Back in Sulaymaniyah, Metrography’s summer festival was scrapped. Many photographers put aside their long-term projects to prioritize news assignments. But Carini was cautious. “The news market is not sustainable,” he says. “It’s cheap.” The day Robin Williams died, for example, events in Iraq took a back seat.
“Interest in Iraq is now high on the agenda again,” says Abir Awad, the country director for Iraq at the BBC Media Action, an NGO dedicated to the use of media in international development. “But anybody trying to make a living out of the assumption that there will be media outlets in the West interested in their pictures sufficiently to support them, that’s not an easy task.”
The news cycle’s impact on an organization like Metrography goes much further.

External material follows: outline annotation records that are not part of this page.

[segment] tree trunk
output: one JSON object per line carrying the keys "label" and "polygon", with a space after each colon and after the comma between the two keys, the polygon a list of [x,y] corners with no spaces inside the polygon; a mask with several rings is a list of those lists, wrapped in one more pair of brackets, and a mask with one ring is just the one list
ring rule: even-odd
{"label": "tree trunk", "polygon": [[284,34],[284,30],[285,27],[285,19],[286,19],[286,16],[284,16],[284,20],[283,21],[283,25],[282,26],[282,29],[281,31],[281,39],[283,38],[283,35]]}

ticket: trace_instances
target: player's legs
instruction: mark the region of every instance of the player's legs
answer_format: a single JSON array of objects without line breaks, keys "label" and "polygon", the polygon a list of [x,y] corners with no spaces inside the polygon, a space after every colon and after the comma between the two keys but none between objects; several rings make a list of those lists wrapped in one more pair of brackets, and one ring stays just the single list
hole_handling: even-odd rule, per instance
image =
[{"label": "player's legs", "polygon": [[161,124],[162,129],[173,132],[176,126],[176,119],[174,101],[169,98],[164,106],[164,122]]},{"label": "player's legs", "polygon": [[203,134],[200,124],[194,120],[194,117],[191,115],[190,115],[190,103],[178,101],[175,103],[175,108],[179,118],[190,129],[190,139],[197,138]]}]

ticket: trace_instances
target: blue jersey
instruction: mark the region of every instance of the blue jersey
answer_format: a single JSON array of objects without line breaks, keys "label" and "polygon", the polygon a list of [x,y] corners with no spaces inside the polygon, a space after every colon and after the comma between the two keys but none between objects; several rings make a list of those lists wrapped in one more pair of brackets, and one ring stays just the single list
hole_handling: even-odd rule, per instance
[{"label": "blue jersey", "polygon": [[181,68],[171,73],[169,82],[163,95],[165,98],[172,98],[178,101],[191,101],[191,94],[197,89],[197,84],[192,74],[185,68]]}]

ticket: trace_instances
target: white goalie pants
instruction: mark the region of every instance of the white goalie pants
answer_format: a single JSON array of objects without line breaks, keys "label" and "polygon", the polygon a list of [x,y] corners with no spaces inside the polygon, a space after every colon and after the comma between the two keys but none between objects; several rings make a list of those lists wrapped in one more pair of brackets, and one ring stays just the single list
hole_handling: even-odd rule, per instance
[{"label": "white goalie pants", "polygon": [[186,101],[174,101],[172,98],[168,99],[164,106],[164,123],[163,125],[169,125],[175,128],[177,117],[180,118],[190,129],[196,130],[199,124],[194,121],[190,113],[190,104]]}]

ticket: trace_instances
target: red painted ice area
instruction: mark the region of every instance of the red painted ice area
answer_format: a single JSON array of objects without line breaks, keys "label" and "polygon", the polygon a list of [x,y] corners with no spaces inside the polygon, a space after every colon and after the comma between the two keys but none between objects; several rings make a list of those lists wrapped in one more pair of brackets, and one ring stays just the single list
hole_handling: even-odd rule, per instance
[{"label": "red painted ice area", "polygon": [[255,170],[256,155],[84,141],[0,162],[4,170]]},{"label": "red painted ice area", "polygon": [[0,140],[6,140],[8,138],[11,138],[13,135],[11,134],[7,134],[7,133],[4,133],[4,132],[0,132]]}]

Back in 2005, the international NGO IREX helped set up the National Iraqi News Agency with funding from the U.S. State Department. When that funding dried up two years later, the independent news agency was swallowed by the Iraqi government’s information machine. “Unless funding is guaranteed for a long period of time, what starts off as a good idea ends up being taken over lock, stock, and barrel by the government agencies, which they were trying to offset in the first place,” Awad says. (In 2011, IREX sponsored Metrography’s weeklong workshop on photojournalism that flew in professionals from all over the globe.)
When it comes to Iraq, the news cycle reached its apex at the beginning of August, Carini says. Now, Metrography is trying to regroup. Because the photographers were so prolific, there’s still a lot of work that he hasn’t had the time to put out or to edit yet, and reaching out to editors from a small, local agency, is a full-time job. “I actually wish that there was a little bit more of a will from some international publications to try this, to push this—you know, save money on flights and invest in local photographers,” Carini says. He attributes their skepticism to lack of trust and to laziness.
The trick now will be to keep the momentum going as eyeballs shift to Syria or elsewhere, with the well-timed and in-depth projects that have defined the Metrography brand until now. Hawre Khalid, for example, has hardly put down his camera since the start of the war. But when the news is calm, he spends time documenting his home city of Kirkuk and its people, from smugglers to athletes. His nuanced and thoughtful personal project embodies the agency, Carini, says. “Yes the news comes and goes, but the people stay, and the stories need to be told.”